23 July, 2009, 14:21
The National DNA database in the UK currently holds information on five percent of the population, proportionally ten times bigger than its US equivalent, and there are no signs of it being discontinued any time soon.
It was created in 1995 as a crime-fighting tool, and has never been far from controversy. This intensified in 2004, when a law was passed allowing the DNA of innocent people to be retained by the police.
Now, anyone who is simply arrested (and not necessarily cautioned or convicted) has their genetic code entered into the database.
In December, it was ruled that this contravenes the European Convention on Human Rights, but still the database keeps growing.
“We think the DNA database is really out of control,” Helen Wallace, the director of GeneWatch UK, told RT.
“It was set up to keep the DNA of convicted criminals, but now it contains about five million people’s profiles, about a million of whom may well be innocent and many of whom are children.”
Research has shown that the database is racially biased. Three out of every four young black men have their genetic DNA code stored, suggesting the police arrest far more black people than white, even though statistics say whites have a higher rate of offending. Matilda MacAttram, the director of Black Mental Health, argues this effectively criminalizes an entire community.
“Statistically, the genetic heritage of every black citizen in the UK is on a criminal database, even though this group doesn’t have a higher propensity to commit a crime,” she said.
“And in this country, which is held up as a bastion for civil liberties and human rights, one is innocent until proven guilty by a court of law, and until the law changes, that’s what the police who are supposed to be upholding the law should adhere to.”
The organization Black Mental Health UK hopes a change of government at parliamentary elections (which must take place by June next year) will bring about a change in policy concerning the national database.
Opposition parties support the system that currently exists in Scotland where the law on genetic information storage is different from the rest of Britain. There, DNA is collected on arrest, but automatically deleted from files in the vast majority of cases if no charges are brought.
“We need a different system. We need a system where the reality is if you are arrested for an offence and you’re cleared, that your samples are cleared off the system,” David Burrowes, the Shadow Justice Minister pointed out.

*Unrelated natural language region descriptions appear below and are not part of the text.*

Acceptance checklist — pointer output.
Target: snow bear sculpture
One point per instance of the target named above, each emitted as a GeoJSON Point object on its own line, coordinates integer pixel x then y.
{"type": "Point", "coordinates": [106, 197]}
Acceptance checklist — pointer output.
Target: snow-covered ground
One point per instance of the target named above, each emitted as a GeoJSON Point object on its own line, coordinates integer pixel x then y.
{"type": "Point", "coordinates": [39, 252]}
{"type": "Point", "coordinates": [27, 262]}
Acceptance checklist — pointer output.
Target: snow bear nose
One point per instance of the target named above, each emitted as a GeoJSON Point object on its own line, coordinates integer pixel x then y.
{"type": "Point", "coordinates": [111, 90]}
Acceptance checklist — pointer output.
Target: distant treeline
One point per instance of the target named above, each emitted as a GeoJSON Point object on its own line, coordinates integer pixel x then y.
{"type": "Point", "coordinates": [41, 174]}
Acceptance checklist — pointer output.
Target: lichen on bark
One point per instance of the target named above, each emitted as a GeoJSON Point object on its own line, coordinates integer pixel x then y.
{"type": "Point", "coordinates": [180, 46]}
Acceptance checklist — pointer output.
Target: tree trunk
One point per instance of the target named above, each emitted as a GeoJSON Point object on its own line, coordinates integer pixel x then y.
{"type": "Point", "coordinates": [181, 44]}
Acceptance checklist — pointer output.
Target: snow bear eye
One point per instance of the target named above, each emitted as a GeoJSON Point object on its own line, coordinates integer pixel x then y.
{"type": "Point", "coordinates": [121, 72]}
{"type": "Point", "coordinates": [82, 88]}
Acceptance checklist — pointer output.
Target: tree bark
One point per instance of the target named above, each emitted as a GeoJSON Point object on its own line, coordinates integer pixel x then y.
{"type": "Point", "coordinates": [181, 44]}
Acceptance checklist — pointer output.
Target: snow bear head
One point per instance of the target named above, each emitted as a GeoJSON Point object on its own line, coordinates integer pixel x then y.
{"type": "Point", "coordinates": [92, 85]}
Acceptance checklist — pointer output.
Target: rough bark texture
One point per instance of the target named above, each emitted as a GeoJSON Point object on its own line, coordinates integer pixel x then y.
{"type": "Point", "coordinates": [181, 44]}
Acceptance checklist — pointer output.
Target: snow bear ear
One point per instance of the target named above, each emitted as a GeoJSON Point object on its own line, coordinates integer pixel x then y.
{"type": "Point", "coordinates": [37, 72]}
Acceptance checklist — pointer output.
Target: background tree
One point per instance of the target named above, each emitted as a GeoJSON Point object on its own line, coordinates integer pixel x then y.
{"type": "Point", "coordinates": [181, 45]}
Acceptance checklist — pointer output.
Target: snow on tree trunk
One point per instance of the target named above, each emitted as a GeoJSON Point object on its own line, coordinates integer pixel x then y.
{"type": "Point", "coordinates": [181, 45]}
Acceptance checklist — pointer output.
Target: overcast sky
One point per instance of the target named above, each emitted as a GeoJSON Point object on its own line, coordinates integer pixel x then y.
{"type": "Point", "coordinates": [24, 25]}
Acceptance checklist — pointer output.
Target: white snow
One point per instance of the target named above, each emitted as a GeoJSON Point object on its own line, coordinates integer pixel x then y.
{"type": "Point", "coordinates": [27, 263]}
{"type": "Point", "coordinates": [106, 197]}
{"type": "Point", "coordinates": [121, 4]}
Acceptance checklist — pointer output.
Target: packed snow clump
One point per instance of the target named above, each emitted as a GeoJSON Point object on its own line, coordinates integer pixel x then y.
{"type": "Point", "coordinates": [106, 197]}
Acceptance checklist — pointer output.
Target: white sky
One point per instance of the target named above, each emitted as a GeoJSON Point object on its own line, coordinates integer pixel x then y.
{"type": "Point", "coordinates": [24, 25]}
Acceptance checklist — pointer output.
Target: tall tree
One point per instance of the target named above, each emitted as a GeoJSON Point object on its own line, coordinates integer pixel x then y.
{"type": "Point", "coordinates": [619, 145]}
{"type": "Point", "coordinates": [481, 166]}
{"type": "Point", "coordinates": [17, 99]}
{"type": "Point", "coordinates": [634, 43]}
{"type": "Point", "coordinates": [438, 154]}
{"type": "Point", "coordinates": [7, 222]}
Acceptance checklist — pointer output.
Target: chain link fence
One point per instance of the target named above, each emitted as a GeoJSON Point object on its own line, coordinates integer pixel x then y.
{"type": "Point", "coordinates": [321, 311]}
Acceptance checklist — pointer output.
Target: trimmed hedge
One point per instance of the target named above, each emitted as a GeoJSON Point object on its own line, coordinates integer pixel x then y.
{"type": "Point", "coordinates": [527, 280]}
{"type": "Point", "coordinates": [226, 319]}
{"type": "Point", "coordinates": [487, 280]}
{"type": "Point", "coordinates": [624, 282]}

“But only in particular circumstances such as those who are charged with serious violence or sexual offenses should they have their samples kept for a period of up to five years, as happens in Scotland,” he added.
In the meantime, the database continues to grow, and introducing the Scottish system isn’t even under discussion by the ruling Labour party.
Despite a decision by the European Court of Human Rights that retaining innocent people’s DNA is illegal, the police are still adding 400,000 profiles to the database every month.
In August, a consultation on the future of the database will be held, but police chiefs at Scotland Yard and the Home Office, responsible for British internal security, still proposes keeping the DNA of innocent people for up to 12 years.